自己資本比率ってなに?
自己資本比率は、「会社が持っている財産(総資産)のうち、返さなくていい自前のお金(自己資本)が何%か」を表す数字です。
5,000万円の家を、頭金4,000万円+ローン1,000万円で買った人と、頭金500万円+ローン4,500万円で買った人を想像してください。同じ家でも、収入が途絶えたときに耐えられる期間はまるで違います。前者が「自己資本比率80%」、後者が「10%」の会社です。
何%あれば安心?
一般的な事業会社なら、40%以上でひとまず安心、50%超なら財務はかなり頑丈です。逆に10%台以下だと、不況で赤字が続いたときの粘り強さに不安が残ります。
ただし大事な例外があります。銀行や証券、リース業などは「お金を預かって運用する」商売なので、自己資本比率が数%〜10%程度でも正常です。

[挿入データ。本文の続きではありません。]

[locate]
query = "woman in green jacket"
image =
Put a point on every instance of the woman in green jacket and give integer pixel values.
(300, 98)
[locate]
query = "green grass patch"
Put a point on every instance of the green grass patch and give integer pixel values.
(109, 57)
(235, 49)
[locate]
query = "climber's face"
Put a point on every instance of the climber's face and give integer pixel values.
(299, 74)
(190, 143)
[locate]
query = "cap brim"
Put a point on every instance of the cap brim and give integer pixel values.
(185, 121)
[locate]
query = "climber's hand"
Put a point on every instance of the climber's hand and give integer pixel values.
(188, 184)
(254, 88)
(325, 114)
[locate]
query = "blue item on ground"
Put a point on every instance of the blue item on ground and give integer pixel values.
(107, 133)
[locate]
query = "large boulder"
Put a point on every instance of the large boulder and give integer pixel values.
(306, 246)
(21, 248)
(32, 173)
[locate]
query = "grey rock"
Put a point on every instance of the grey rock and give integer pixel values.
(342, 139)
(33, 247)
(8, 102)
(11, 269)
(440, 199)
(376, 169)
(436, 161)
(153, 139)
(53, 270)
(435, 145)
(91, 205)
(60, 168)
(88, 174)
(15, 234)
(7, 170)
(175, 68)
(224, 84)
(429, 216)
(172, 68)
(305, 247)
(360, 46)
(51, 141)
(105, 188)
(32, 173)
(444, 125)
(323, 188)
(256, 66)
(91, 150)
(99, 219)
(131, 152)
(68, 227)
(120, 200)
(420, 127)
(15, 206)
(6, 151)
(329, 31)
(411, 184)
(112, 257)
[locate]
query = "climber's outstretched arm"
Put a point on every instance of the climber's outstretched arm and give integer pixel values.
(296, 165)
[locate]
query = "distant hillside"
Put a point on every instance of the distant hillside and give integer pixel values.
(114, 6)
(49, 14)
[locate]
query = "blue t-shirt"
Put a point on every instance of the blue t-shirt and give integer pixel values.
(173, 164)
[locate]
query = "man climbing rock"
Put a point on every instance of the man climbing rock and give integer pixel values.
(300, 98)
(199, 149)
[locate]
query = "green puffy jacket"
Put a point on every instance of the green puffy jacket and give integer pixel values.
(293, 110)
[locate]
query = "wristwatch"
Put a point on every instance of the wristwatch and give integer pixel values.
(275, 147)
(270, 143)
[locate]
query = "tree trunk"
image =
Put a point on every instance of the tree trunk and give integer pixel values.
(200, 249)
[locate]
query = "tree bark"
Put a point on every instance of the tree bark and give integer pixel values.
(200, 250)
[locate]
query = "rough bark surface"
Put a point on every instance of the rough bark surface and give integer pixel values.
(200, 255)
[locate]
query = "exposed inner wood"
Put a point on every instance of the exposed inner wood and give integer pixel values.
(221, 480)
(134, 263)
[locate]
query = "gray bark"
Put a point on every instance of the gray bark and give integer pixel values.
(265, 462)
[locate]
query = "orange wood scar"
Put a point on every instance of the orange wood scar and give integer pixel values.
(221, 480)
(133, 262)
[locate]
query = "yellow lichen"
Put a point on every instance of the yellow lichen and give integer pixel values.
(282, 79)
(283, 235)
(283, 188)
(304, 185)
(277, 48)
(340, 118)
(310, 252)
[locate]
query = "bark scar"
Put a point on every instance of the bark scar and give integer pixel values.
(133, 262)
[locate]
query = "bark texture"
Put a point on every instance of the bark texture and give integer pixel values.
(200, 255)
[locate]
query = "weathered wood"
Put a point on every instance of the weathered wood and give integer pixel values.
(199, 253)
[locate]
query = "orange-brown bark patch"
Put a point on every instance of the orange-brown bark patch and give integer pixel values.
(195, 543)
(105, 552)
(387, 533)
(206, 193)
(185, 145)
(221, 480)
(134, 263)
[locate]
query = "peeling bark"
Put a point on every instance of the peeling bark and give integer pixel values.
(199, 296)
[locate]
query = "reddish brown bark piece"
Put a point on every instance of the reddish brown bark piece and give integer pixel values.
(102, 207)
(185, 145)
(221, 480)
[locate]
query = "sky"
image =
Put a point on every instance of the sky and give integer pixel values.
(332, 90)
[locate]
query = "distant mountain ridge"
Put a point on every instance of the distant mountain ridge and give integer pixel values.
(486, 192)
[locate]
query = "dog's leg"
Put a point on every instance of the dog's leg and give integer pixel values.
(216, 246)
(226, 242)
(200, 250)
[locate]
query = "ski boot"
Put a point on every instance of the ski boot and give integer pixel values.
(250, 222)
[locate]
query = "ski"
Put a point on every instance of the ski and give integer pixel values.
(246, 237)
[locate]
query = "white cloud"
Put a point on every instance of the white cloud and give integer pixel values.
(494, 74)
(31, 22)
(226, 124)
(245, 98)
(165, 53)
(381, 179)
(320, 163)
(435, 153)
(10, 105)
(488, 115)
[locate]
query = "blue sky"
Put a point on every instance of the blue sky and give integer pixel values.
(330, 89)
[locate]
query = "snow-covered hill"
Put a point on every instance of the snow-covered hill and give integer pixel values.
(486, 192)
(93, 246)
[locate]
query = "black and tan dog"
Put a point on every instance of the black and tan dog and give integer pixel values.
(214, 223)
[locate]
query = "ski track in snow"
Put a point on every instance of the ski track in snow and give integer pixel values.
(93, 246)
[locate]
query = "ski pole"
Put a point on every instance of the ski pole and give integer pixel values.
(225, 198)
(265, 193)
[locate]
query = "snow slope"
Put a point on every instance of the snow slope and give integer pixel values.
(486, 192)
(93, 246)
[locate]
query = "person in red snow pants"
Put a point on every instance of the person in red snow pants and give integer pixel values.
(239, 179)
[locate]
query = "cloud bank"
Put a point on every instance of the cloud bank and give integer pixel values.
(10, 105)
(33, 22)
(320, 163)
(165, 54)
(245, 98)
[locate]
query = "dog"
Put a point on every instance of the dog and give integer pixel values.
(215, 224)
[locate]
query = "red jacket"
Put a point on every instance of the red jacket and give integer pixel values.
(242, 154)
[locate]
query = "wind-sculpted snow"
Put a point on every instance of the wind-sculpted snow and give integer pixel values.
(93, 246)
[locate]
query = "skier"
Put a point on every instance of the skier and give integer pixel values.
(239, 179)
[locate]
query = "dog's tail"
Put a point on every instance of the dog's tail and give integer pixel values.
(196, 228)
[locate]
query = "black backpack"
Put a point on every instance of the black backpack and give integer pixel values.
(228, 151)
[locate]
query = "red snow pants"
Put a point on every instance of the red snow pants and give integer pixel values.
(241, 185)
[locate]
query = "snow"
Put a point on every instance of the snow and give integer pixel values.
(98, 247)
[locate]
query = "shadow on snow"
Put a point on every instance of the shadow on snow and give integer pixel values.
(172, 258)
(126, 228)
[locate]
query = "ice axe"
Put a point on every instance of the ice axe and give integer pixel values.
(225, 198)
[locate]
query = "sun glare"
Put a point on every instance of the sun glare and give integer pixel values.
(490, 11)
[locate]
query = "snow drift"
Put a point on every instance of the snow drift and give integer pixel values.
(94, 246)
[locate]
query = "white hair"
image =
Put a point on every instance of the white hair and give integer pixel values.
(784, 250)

業種が違う会社をこの指標で単純に比べてはいけません。比べるなら同業どうし、が鉄則です。
ROEとのシーソー関係
ROEの記事で「借金を増やすとROEは高く見える」というからくりを紹介しました。実はそのからくりを見破る相棒が、この自己資本比率です。
ROE20%で自己資本比率60%なら、借金に頼らず本当に商売がうまい会社。ROE20%でも自己資本比率10%なら、借金のレバレッジで数字を演出している可能性があります。ROEの高さに惹かれたときほど、自己資本比率を隣に並べてみてください。
バリュー投資では「割安な株ほど、何か問題を抱えていないか疑う」のが基本動作です。PBRが低くて配当も高いのに自己資本比率が一桁——そんな会社は、市場が倒産リスクを織り込んで安値をつけているのかもしれません。
まとめ
自己資本比率は会社の倒産しにくさを測る「体力」の指標。事業会社なら40%が目安、銀行などは例外、ROEとセットで見ると数字の演出も見破れる。割安株投資の「守り」を、この1つの数字が引き受けてくれます。